Kerry calls for ban on assault-style weapons
Opening a field hearing on Mexican drug violence, Senator John F. Kerry called yesterday for reinstituting a ban on the importation of assault-style weapons and criticized calls for sending the National Guard to the southwest border as "premature and possibly counterproductive."

The assault weapon ban, passed under President Clinton in 1994, was taken off the books under President Bush in 2004. Law enforcement officials say that the vast majority of the high-powered guns used by Mexican drug cartels come from north of the border.
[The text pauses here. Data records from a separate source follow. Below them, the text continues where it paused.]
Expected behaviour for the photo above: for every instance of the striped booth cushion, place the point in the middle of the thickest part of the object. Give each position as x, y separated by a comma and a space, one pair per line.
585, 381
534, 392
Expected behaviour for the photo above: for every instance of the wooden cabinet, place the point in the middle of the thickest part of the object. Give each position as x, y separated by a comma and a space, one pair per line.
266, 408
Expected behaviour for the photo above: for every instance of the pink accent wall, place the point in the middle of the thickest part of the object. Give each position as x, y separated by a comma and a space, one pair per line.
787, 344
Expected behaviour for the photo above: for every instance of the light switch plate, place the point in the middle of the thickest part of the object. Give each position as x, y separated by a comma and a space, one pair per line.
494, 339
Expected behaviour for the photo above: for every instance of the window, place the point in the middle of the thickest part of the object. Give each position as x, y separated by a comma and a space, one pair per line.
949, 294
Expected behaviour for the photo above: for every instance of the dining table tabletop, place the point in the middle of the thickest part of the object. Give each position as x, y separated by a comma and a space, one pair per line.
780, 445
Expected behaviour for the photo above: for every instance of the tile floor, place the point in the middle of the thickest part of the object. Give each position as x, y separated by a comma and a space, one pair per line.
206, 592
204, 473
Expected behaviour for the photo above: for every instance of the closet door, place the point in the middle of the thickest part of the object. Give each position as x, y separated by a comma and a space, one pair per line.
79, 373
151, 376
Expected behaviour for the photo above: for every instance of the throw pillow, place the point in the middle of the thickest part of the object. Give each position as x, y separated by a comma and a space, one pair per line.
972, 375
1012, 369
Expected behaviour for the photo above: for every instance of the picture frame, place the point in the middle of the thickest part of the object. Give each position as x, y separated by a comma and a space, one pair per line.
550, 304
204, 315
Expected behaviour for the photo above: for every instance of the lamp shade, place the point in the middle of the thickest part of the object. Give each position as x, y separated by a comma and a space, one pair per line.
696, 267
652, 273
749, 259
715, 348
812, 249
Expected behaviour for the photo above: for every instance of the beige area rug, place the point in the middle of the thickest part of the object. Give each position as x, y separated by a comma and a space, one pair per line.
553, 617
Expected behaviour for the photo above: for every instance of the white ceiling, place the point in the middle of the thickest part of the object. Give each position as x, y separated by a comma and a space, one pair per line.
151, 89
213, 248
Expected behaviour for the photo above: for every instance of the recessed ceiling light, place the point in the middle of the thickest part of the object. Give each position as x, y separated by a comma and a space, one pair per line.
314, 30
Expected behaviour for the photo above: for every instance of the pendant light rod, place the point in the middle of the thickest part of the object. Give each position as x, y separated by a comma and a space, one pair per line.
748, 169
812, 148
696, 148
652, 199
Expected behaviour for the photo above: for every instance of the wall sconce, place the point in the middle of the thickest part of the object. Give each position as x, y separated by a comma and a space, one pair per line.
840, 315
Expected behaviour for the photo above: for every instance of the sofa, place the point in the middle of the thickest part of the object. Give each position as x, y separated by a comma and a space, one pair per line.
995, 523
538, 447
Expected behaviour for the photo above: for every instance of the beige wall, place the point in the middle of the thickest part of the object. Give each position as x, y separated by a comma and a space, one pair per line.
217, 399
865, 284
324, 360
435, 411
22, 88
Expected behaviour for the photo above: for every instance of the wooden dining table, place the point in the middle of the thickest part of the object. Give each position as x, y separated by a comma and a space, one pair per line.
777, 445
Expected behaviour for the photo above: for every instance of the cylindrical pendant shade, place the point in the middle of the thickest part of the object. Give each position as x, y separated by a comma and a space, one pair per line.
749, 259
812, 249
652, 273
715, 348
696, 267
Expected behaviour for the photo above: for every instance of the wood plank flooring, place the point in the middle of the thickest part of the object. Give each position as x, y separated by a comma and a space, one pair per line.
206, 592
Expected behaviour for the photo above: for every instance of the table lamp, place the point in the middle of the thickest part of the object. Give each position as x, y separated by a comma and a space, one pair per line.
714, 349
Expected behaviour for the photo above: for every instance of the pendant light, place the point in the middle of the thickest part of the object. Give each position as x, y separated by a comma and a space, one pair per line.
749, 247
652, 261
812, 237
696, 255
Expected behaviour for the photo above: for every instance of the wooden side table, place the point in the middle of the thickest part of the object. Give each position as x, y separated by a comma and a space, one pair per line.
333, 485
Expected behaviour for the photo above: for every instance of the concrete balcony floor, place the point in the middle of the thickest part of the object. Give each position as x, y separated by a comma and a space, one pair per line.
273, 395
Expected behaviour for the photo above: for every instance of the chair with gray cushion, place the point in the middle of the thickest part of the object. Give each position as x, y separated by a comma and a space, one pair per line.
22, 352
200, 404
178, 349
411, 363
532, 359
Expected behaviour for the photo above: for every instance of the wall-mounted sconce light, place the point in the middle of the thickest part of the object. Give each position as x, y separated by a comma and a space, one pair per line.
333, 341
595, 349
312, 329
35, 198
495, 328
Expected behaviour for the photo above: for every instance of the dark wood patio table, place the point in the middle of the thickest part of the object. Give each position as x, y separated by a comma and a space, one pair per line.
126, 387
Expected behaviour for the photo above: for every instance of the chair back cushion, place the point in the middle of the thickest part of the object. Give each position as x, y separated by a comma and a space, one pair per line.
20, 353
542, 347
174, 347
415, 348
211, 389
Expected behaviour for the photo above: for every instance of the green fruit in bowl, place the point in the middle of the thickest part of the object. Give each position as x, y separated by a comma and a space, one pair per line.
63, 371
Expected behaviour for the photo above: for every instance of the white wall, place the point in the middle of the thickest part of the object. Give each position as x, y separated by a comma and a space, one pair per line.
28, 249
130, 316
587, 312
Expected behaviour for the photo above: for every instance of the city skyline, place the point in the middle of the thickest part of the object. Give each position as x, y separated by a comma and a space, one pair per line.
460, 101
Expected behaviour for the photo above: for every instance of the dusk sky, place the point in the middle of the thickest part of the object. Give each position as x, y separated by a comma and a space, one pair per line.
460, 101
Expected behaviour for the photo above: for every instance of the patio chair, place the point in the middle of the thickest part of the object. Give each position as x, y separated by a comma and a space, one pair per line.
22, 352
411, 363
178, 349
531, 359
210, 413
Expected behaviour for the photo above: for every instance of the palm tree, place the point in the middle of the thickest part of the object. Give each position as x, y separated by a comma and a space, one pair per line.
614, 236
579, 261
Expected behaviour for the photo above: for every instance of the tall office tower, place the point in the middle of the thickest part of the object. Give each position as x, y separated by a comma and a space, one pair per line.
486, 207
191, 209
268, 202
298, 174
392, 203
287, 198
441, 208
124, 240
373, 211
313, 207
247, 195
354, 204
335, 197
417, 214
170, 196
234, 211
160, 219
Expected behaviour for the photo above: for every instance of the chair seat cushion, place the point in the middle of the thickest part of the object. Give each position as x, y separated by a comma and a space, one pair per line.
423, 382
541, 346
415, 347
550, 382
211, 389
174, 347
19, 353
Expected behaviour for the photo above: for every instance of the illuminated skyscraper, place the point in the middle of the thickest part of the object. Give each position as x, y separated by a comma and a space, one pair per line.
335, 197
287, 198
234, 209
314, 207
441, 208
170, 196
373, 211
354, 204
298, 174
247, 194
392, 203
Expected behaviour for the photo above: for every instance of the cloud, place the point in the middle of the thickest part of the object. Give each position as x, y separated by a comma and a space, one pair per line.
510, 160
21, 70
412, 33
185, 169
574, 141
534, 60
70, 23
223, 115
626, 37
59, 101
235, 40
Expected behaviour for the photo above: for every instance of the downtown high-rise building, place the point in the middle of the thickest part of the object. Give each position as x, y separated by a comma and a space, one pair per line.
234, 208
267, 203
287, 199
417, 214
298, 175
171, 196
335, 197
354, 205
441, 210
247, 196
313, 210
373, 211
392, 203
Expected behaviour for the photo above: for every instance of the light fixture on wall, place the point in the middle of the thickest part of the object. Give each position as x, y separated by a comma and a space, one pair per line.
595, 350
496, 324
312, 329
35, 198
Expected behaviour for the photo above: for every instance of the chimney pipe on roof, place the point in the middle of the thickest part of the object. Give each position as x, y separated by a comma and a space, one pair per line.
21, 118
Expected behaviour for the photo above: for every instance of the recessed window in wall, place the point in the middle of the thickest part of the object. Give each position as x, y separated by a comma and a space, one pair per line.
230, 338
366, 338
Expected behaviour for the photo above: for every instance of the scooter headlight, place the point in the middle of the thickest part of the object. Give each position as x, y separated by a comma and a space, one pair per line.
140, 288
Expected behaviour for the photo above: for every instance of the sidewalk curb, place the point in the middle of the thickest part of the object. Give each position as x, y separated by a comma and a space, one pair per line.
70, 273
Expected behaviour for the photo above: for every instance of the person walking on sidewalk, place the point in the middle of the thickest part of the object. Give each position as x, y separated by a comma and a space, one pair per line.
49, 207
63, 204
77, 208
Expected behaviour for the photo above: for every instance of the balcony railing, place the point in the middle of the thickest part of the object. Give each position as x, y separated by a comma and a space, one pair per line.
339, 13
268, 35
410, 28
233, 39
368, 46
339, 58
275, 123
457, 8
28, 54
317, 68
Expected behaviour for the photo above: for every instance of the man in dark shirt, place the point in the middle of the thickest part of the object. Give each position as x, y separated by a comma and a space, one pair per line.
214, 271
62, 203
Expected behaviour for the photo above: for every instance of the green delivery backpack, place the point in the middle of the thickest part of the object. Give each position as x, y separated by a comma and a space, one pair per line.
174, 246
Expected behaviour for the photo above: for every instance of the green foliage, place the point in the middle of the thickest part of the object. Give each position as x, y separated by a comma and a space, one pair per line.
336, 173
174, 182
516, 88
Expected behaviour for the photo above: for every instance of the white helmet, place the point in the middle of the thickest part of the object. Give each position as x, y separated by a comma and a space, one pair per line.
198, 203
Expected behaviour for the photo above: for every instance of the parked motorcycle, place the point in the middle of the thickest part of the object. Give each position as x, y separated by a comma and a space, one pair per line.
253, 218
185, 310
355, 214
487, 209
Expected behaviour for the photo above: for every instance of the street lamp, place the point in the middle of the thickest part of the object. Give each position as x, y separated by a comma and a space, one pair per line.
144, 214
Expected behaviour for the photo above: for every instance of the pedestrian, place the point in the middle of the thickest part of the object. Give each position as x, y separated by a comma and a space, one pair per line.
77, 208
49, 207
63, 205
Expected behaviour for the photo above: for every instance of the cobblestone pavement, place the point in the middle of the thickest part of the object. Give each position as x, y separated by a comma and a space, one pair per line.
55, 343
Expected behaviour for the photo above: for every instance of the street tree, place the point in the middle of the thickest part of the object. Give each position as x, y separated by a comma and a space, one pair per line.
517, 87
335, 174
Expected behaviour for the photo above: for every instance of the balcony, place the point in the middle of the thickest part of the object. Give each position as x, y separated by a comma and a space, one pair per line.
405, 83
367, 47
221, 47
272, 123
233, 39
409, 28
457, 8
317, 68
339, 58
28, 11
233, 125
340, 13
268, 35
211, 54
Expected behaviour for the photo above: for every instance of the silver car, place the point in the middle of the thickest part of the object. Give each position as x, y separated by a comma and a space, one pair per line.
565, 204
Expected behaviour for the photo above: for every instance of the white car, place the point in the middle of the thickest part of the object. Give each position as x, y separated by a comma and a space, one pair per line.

In his opening statement at the Senate Foreign Relations Committee hearing in El Paso, Kerry also voiced support for the plan that the Obama administration announced last week to send more resources to the border, and voiced support for the Mexican government.

"I commend President Felipe Calderon for his courage and determination in challenging the cartels. He and the Mexican people must know that we stand beside them in this fight, not that we've written him off."